I suggest thinking of it as a variable current source, since it feeds
current into the opamp summing node, which is always held at a fixed
potential.

When posting schematics, it is better to post too much rather than too
little. Giving context makes it a lot easier for people to understand the
circuit and there is less risk of cropping something important.
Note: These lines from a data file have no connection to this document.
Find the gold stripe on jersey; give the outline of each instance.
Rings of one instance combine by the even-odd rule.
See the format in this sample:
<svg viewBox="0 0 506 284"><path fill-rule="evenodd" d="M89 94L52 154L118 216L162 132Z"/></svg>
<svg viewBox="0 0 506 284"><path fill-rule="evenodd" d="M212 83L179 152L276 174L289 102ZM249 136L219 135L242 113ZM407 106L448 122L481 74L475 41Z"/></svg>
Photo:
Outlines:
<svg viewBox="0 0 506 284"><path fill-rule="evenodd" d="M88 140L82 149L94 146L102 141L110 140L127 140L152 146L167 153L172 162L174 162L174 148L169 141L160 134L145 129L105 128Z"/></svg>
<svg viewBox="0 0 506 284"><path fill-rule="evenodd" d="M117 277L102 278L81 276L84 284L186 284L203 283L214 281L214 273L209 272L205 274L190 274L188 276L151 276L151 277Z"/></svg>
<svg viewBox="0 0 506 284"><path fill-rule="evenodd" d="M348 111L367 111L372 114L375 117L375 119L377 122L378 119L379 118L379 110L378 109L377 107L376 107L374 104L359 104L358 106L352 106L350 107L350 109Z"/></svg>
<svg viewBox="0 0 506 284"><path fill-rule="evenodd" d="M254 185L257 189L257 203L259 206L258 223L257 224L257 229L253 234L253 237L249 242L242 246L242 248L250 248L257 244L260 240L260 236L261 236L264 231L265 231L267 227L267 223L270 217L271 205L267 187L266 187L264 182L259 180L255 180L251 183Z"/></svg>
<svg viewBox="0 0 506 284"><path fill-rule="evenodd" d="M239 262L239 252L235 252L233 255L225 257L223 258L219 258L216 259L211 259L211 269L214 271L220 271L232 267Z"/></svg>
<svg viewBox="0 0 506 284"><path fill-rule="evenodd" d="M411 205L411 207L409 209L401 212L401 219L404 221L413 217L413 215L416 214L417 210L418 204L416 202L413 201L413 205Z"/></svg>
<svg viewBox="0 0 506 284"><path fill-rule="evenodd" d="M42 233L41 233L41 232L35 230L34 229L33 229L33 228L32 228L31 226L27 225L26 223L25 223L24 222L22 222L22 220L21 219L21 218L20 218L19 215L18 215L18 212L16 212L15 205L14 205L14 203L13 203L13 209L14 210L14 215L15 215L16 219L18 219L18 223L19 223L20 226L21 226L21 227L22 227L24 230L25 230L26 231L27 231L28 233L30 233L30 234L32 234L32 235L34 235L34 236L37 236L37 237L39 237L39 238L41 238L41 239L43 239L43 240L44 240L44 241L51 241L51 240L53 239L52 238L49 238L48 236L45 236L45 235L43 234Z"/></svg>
I do have my equations for when D3 is conducting and

D4 is open, and when D4 is conducting and D3 is open. But I cannot
properly predict when D3 or D4 actually starts conducting. That is my
problem.

Do you think if I use the standard diode equation (I = Is * (e^(qV/kT)
- 1)) I can get closer to my answer?

Forget about the diode equation. Diodes conduct when the forward voltage
across them exceeds 0.7V - that's all you need to know for this problem.
It's a good enough approximation. The state of the diodes only depends on
VOUT. This voltage changes slowly. The timing depends on C1. These are
the equations you need:

Q = CV
Q = It

Rgds,
Andrew.

Thank you Andrew! I will investigate further. I really want to
understand this. I've been looking at the same circuit for months, but
I have not completely understood it. Diodes and capacitors scare me
for some reason.

 

[BobG]

On Sep 16, 2:38?am, MRW <mr.whate...@gmail.com> wrote:

Diodes and capacitors scare me
for some reason.
===================================

I'll have to remind you to cover your eyes if you ever visit my lab.

 

[MRW]

On Sep 16, 8:04 am, BobG <bobgard...@aol.com> wrote:

On Sep 16, 2:38?am, MRW <mr.whate...@gmail.com> wrote:> Diodes and capacitors scare me
for some reason.

===================================
I'll have to remind you to cover your eyes if you ever visit my lab.

Hi BobG,

I don't mean it in that sense. I mean whenever I am shown a circuit
with anything other than a simple resistor network then I get
intimidated and my mind goes blank. It normally takes me a few minutes
to recover and work along the equations, but most often, I get stuck
with problems that have capacitors, inductors, diodes, transistors,
etc. It normally takes me a few days of flipping thru book's pages or
asking questions just to get a sense of it.